Implementation details
MALVA is implemented in C++ and it is freely available at https://github.com/AlgoLab/MALVA. Bloom filters were implemented as the union of a bitvector and a single hash function H. Although it is not conventional, in most cases to use a single hash function has similar results as using multiple ones, as noticed by other authors [33, 34]. To check this claim, while developing the tool we tested whether using multiple hash functions would improve the results by extending the Bloom filters to count-min sketches [7]. As expected, the deterioration of the performance far outweighted the gain in precision and recall (that was less than 0.1%). Moreover, to use a single hash function allows us to store and efficiently for each k-mer t. Indeed, note that once all the signatures of all the alternate alleles have been added to ALTSIG, the latter is only used to check whether some ks-mer is part of a signature, i.e., it becomes static. By representing ALTSIG as a Bloom filter BALTSIG we can create an integer array CNTS of size rank1(|BALTSIG| + 1,BALTSIG) to store the weights of each k-mer compactly and, if a k-mer t of a signature s is in ALTSIG (i.e., if BALTSIG[H(s)] = 1) we can access its weight by accessing CNTS[rank1(H(s), BALTSIG)]. In a nutshell, after adding all the alternate alleles to BALTSIG, we freeze it, build a rank data structure over it, compute the number of ones, and create the CNTS array of the correct size. Similarly, we implemented REPCTX as a Bloom filter BREPCTX using a single hash function. Conversely, REFSIG was implemented as a simple hash table, because the number of elements it stores is usually smaller than the number of elements stored in ALTSIG. The bitvectors, the rank data structure, and the CNTS array were implemented using the sdsl-lite library [12]. We pose an upper limit of 255 to the value of each cell of the CNTS array, so as to store each counter using only 8 bits.

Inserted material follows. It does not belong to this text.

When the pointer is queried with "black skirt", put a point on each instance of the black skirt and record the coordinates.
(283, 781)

Finally, instead of scanning all the kc-mers in the read sample, we used KMC3 [10] to efficiently extract them and counting their occurrences. Therefore, in step 3 MALVA parses the output of KMC3 and updates the counts for each ks-mer accordingly.
Experiments
We performed an experimental analysis on real data to evaluate the real feasibility of our method, comparing MALVA to one mapping-free method and to two different alignment-based pipelines. Among the mapping-free methods proposed in literature we chose VarGeno, as it is an improved version of LAVA that provides better efficiency and accuracy [34]. For completeness, we included in our evaluation the two most widely used alignment-based pipelines, denoted by bcftools and GATK, respectively. The former consists of an alignment step performed with BWA-MEM [19] followed by a variant discovering step performed using bcftools [18]. The latter consists of an alignment step performed with BWA-MEM and a variant discovering step performed with GATK [22], as recommended by the GATK Best Practices [9].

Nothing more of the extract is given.